Es sind die bildlichen Übersetzungen Weyhes, die diesem Comic eine einzigartige Note verleihen. Sie sind eng mit dem eigenen kulturellen Werdegang der Zeichnerin verknüpft, die ihre Bildsprache im Lauf des letzten Jahrzehnts aus ihrem Erlebnis- und Erinnerungsfundus entwickelt und verfeinert hat. Bereits in ihrem Debüt Ich weiß (2008), das im letzten Jahr in einer Neuauflage erschien, hat sie einen Bilderschatz vorgelegt, der sich aus afrikanischen Mythen und Märchen ebenso zusammensetzt wie aus beobachteten Details der Pflanzen- und Tierwelt oder erdachten allegorischen Bildern.

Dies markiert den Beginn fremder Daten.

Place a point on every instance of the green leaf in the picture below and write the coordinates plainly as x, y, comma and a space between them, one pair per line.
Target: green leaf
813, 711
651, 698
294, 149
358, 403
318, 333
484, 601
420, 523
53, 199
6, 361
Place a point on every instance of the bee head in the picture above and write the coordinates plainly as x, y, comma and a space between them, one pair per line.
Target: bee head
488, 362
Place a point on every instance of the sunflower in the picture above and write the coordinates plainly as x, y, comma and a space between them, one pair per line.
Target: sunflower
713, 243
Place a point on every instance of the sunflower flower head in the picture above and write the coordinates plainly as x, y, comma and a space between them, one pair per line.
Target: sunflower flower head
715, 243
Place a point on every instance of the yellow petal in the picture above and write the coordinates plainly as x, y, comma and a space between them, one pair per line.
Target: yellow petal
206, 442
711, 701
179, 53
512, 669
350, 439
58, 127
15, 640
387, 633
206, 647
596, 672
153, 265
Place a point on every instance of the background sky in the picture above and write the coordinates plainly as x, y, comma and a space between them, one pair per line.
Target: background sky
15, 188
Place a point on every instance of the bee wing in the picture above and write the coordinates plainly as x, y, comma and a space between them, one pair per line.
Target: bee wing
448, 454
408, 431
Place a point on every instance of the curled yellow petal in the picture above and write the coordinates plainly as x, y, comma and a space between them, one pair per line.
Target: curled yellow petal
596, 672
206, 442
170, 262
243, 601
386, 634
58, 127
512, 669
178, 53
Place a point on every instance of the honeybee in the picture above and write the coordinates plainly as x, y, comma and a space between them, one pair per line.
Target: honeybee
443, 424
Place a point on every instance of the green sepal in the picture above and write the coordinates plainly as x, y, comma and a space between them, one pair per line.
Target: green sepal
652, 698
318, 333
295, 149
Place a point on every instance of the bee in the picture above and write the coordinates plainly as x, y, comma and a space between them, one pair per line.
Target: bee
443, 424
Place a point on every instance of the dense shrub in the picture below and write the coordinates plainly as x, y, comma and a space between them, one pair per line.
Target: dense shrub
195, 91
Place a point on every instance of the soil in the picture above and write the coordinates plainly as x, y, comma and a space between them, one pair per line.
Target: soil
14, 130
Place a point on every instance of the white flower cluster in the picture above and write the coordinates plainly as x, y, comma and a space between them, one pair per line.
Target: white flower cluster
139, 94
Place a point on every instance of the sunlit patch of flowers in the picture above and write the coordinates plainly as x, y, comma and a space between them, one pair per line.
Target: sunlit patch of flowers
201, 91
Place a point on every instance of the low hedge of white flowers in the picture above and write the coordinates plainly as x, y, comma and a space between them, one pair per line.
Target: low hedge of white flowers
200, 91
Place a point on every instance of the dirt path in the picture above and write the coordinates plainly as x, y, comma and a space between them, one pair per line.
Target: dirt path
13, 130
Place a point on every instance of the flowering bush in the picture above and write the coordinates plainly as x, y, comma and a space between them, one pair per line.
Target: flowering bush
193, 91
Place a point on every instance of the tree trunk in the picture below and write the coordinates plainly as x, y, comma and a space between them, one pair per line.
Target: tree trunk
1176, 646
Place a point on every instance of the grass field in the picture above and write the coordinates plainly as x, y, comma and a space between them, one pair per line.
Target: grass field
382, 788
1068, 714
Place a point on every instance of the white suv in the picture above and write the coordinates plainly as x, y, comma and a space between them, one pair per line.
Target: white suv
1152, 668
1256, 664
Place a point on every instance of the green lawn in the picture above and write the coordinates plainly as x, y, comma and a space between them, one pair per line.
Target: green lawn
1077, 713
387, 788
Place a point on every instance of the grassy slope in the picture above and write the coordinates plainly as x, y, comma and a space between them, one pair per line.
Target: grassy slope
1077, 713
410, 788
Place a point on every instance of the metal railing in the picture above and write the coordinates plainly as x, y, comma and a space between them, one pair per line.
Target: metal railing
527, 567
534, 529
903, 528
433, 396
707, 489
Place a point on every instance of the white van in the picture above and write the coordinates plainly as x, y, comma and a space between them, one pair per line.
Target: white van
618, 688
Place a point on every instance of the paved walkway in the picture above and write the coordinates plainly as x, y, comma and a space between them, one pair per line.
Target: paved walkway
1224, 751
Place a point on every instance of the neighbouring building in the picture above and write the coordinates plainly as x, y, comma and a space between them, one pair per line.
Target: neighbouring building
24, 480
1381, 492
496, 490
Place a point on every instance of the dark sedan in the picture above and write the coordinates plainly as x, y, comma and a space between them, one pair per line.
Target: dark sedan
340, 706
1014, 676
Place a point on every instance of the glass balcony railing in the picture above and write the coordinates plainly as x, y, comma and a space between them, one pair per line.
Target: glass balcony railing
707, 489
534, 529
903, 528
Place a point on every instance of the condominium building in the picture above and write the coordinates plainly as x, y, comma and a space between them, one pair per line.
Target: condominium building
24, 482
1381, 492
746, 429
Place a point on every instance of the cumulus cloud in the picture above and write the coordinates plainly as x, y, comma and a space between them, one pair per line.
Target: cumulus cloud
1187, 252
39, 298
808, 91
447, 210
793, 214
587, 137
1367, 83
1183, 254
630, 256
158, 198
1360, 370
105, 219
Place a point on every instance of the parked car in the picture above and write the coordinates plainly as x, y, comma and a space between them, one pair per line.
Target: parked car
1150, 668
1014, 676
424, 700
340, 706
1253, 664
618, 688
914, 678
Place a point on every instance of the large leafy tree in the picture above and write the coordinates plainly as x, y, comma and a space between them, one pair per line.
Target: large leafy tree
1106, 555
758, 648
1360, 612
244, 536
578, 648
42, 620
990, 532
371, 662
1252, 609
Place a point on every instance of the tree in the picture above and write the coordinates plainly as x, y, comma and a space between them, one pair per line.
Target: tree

Während Ich weiß in Schwarzweiß gezeichnet ist, hat Weyhe in Madgermanes (2016) die Zeichnung um einen Braunton erweitert und dabei eigene Möglichkeiten des Ineinander und Übereinander von Zeichnung und Kolorierung entdeckt. Madgermanes – unter anderem mit dem renommiertesten deutschen Comicpreis, dem Max-und-Moritz-Preis, ausgezeichnet – ist ein herzzerreißendes Stück Aufarbeitung deutsch-afrikanischer Geschichte. Die Madgermanes, wie sie in Mosambik genannt werden, eine Wortschöpfung aus Mad Germans und Made in Germany, sind mosambikanische Vertragsarbeiter_innen, die Ende der 1970er-Jahre in die DDR eingeladen wurden, um eine Ausbildung zu erhalten, die ihnen für den Aufbau ihres Bruderstaates nützlich sein sollte. Ihre Geschichte, die bitter von Anfang an ist und sich tragisch mit dem Ende der DDR wendet, hat Weyhe aus vielen Einzelepisoden anschaulich zusammengesetzt und atemberaubend erzählt.
Ein paar Striche.
In German Calendar No December nimmt die Zeichnerin zwei weitere Farben, Rot und Grün, mit einigen Abtönungen dazu. Mit ihren ästhetischen Formen zeichnerischer Überblendung vermittelt sie auf anschauliche Weise Vielschichtigkeit und Überlagerung, insbesondere in den Kollisionen unterschiedlicher Bilder von Vorstellung und Realität, von einer Kultur und einer anderen. Als ob es sich um mehrere übereinandergelegte Folien mit unterschiedlichen Zeichnungen handelt, spiegeln manche Panels gleichsam das Ineinander von Bildern in unserem Kopf.
Und dennoch ist es wenig, was Weyhe braucht, um die Intensität von Gefühlen darzustellen, sei es unermessliche Freude, unbändige Aufregung oder bittere Enttäuschung und schroffe Entzauberung: ein paar Punkte, ein paar Striche oder einen Schwarm davon.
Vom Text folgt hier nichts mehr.